The first recorded use of carmine as a color name in English was in 1523.

==Variations of carmine==

===Wild watermelon===

The color wild watermelon is displayed at right.

Ultra red is a color formulated by Crayola in 1972. In 1990, the name of the color was changed to wild watermelon.

With a hue code of 350, this color is within the range of carmine colors.

This color is supposed to be fluorescent, but there is no mechanism for displaying fluorescence on a computer screen.

=== Radical red ===

The Crayola crayon color radical red is displayed at right.

The color radical red was formulated by Crayola in 1990.

With a hue code of 348, this color is within the range of carmine colors.

This color is supposed to be fluorescent, but there is no mechanism for displaying fluorescence on a computer screen.

===Paradise pink===

Displayed at right is the color paradise pink.
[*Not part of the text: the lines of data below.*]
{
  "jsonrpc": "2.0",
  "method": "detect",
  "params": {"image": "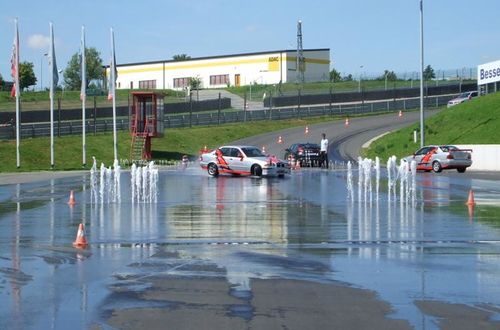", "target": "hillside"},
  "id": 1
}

The source of this color is the "Pantone Textile Paper eXtended (TPX)" color list, color #17-1755 TPX—Paradise Pink.

Since it has a hue code of 347, the color paradise pink is within the range of carmine colors.

===Rich carmine===

The rich carmine color tone displayed at right matches the color shown as carmine in the 1930 book A Dictionary of Color (cited below). This color is also called Chinese carmine. This is the color usually referred to as carmine in fashion and interior design.

===Spanish carmine===

Spanish carmine is the color that is called carmín (the Spanish word for "carmine") in the Guía de coloraciones (Guide to colorations) by Rosa Gallego and
Juan Carlos Sanz, a color dictionary published in 2005 that is widely popular in the Hispanophone realm.

===Pictorial carmine===

Pictorial carmine is the color that is called Carmín pictórico (Spanish for "pictorial carmine") in the Guía de coloraciones (Guide to colorations) by Rosa Gallego and Juan Carlos Sanz, a color dictionary published in 2005 that is widely popular in the Hispanophone realm.

This is a typical tone of carmine pigment used in painting.

===Japanese carmine===

The color Japanese carmine is shown at right.

The name of this shade of carmine in Japanese is (臙脂色, enji-iro), literally "rouge color", as (臙脂, enji) means rouge, the cosmetics. This term was later used to form the name of the New World insect, cochineal, used to make red dyes: (臙脂虫, enji-mushi).

==Carmine in human culture==
Crime scene investigation
- The name is often applied to descriptions of blood, because the dark carmine color of the raw pigment shown at the top of the page is the color of dried blood.
Music
- Carmine is one of the colors mentioned in Donovan's "Wear Your Love Like Heaven".
- Carmine red is second of two colors mentioned in Katatonia's song "Lethean".
Sports
- Carmine red and golden yellow are the official colors of Italian football/soccer team AS Roma.
- Carmine red and white are the traditional colors of the Latvia national teams.
Television
- In Chapter 37 of House of Cards Season 3, during an interview between author Thomas Yates and Claire Underwood, during which Claire Underwood is having blood drawn, Underwood asks what color could be used to describe the color of the blood flowing through the tube, and Yates says, "carmine." Underwood responds, "You must be a writer."
Film
- In Dragon Ball Super: Superhero, following the naming trend of all major figures within the Red Ribbon Army, the loyal assistant to Commander Magenta, is named Carmine, who also wears a suit of the same color.
National flags
- Carmine is the color used in the flag of Latvia.